Гарик ее не вспомнил. Сначала она его покормила, налив стопочку для аппетиту, потом повела показывать свое ухоженное хозяйство и предстоящий объем работ. Это отняло довольно много времени, но позволило им пообщаться и обрести друг в друге родственную душу. Оба были приятно удивлены совпадением вкусов и интересов.

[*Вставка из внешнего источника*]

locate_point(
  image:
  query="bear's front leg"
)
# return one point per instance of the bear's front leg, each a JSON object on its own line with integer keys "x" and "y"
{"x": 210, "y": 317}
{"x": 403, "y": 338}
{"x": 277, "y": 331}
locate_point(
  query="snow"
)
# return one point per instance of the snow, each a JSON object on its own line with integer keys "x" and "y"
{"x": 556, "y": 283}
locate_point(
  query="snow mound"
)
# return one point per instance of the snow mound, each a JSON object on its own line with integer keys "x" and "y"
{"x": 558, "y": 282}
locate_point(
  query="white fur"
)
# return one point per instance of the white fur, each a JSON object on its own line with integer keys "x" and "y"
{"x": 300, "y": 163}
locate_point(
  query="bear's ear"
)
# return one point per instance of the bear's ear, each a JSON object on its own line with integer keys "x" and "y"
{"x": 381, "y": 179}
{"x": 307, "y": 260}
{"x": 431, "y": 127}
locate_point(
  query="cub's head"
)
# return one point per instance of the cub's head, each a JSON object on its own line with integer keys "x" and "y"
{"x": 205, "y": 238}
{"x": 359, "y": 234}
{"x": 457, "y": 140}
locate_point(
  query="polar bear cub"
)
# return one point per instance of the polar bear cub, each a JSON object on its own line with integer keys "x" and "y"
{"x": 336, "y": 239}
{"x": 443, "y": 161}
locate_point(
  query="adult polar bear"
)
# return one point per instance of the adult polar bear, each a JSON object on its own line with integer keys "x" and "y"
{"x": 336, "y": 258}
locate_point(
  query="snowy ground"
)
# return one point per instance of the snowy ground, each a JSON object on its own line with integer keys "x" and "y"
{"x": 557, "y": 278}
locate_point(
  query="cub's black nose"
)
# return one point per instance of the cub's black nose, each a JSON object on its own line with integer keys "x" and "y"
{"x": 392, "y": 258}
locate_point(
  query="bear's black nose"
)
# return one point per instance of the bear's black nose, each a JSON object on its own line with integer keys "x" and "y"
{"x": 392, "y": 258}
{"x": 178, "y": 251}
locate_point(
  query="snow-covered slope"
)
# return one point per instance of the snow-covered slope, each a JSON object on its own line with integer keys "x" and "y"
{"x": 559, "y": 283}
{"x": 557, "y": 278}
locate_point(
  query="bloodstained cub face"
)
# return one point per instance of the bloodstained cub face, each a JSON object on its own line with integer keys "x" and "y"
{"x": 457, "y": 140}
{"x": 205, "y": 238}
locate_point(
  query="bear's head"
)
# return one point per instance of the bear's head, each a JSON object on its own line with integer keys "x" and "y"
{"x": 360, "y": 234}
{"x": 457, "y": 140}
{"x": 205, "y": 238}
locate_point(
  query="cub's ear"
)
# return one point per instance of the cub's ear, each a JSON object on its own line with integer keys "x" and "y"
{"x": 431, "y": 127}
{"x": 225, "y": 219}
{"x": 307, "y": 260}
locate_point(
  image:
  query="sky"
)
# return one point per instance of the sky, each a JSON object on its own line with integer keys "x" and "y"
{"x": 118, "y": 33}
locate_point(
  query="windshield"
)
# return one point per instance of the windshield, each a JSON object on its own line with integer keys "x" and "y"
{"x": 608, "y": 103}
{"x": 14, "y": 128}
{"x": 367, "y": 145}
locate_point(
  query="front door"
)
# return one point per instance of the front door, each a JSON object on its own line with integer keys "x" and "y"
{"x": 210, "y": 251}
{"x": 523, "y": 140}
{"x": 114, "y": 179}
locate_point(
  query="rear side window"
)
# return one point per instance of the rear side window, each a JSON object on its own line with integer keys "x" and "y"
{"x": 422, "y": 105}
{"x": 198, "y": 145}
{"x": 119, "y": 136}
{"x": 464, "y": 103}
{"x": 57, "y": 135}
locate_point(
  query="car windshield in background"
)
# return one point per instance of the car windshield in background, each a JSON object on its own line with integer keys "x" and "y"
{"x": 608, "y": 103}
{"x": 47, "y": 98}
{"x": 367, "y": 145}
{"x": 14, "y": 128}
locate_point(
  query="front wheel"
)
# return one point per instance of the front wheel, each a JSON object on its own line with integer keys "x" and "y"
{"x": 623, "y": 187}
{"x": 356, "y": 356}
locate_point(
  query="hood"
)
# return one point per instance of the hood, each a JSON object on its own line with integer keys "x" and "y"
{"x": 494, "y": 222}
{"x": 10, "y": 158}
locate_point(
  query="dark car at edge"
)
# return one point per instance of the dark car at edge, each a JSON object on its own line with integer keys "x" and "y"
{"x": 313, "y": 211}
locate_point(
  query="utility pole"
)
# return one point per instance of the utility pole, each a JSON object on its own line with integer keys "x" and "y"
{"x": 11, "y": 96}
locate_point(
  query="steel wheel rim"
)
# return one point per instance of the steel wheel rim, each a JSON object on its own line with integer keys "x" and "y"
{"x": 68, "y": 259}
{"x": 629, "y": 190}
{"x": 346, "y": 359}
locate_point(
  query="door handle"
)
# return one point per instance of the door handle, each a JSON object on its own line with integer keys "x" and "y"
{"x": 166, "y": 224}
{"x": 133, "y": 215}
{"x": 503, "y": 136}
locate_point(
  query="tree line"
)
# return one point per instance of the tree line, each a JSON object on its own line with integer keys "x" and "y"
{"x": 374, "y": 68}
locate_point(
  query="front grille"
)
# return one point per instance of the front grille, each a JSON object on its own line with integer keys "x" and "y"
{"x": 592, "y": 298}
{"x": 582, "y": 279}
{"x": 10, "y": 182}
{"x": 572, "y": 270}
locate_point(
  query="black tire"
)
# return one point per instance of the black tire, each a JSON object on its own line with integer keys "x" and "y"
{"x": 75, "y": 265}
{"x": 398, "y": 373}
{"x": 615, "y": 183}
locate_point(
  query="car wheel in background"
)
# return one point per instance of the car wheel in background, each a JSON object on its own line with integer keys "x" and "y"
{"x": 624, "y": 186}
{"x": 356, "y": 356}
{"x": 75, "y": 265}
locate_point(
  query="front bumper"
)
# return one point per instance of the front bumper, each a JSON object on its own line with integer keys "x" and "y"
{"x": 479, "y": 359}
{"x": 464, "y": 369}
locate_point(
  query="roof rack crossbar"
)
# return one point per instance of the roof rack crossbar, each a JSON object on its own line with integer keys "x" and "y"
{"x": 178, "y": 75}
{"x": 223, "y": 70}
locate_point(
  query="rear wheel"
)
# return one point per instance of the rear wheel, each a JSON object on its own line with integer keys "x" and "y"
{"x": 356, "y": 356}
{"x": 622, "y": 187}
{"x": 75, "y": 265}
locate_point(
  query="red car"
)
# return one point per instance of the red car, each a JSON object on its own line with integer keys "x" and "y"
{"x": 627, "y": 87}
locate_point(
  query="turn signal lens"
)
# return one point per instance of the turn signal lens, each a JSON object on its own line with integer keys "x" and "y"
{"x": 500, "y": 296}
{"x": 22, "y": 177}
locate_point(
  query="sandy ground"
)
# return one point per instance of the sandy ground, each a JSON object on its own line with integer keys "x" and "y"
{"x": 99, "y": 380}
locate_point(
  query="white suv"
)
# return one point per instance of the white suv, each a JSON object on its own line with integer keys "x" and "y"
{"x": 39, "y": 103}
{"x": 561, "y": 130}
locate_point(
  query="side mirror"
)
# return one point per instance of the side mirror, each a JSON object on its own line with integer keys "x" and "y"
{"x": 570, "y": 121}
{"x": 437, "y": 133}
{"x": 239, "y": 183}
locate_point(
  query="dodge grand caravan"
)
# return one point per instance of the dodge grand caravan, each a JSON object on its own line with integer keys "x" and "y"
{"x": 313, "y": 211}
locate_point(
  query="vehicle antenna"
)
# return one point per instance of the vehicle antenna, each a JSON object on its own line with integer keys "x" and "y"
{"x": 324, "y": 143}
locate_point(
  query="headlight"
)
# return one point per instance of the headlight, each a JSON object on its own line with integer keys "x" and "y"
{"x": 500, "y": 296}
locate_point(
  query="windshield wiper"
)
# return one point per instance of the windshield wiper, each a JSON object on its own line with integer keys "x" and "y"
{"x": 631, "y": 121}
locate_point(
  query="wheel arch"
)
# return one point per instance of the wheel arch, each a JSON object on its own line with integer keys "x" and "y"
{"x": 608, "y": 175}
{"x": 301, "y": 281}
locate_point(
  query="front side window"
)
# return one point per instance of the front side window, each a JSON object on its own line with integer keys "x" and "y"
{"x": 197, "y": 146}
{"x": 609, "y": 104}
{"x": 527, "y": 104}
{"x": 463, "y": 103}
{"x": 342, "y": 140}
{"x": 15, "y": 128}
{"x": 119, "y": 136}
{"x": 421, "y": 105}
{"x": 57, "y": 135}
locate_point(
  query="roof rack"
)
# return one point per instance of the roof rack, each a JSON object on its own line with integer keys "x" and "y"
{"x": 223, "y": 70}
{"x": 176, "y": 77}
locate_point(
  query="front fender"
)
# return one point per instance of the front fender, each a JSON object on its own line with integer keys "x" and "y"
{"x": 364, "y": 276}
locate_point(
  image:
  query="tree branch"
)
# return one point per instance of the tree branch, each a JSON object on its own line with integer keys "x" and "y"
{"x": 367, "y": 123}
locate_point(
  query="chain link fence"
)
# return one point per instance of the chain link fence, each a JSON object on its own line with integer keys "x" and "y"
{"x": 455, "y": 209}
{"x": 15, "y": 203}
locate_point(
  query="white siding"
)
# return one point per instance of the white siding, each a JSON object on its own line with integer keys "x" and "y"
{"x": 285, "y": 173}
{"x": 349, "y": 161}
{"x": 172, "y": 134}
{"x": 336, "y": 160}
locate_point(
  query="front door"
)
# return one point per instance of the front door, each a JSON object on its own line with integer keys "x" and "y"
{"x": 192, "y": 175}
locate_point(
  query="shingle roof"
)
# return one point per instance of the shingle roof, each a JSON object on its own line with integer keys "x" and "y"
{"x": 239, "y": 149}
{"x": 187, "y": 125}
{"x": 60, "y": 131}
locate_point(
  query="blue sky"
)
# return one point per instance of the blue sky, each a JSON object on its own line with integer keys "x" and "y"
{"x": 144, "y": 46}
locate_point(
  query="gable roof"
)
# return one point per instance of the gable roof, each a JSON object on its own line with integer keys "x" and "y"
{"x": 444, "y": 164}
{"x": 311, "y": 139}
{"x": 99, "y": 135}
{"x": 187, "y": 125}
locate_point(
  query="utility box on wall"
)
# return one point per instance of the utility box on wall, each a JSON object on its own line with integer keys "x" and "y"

Там и обед подоспел. Лида за компанию тоже выпила пару рюмок. Гарик, окосевший не столько от выпитого, сколько от сытной еды, да еще и начинавший грипповать, совсем осоловел, но перья распушить он умел в любом состоянии. Лида имела случай убедиться, что сердце ее не обманывало.
Гарик проснулся от аромата куриного бульона, в белоснежной постели. Как он в ней оказался, он помнил смутно, буквально отключился. Не помнил он и последующих событий. (Собственно, «последующих событий» и не было, не тот у Лиды был характер). Из предыдущих событий последнее, что помнил – вечернее чаепитие.
Когда он, томясь, заикнулся о выполнении своих трудовых обязанностей, хозяйка всполошилась:
– Куда? С температурой-то! Пусть растет! Может, еще будет от нее какой толк этим летом, еще разок варенье сварю.
* * *
В реанимации Гарика продержали почти неделю. Потом ему стало лучше, а больничный конвейер работал безостановочно: привезли свеженького, с тяжелой травмой. Гарика перевели в послеоперационную палату на четверых.
Лида была при муже безотлучно, спала на стуле, головой опираясь на спинку его койки. Свободных коек в палате не было. Она протирала полы в палате вместо санитарки («не в службу, а в дружбу!»), совала сотки и пятисотки в карманы белых халатов, согласно ранжиру, на время обходов испарялась. Лишь бы не гнали!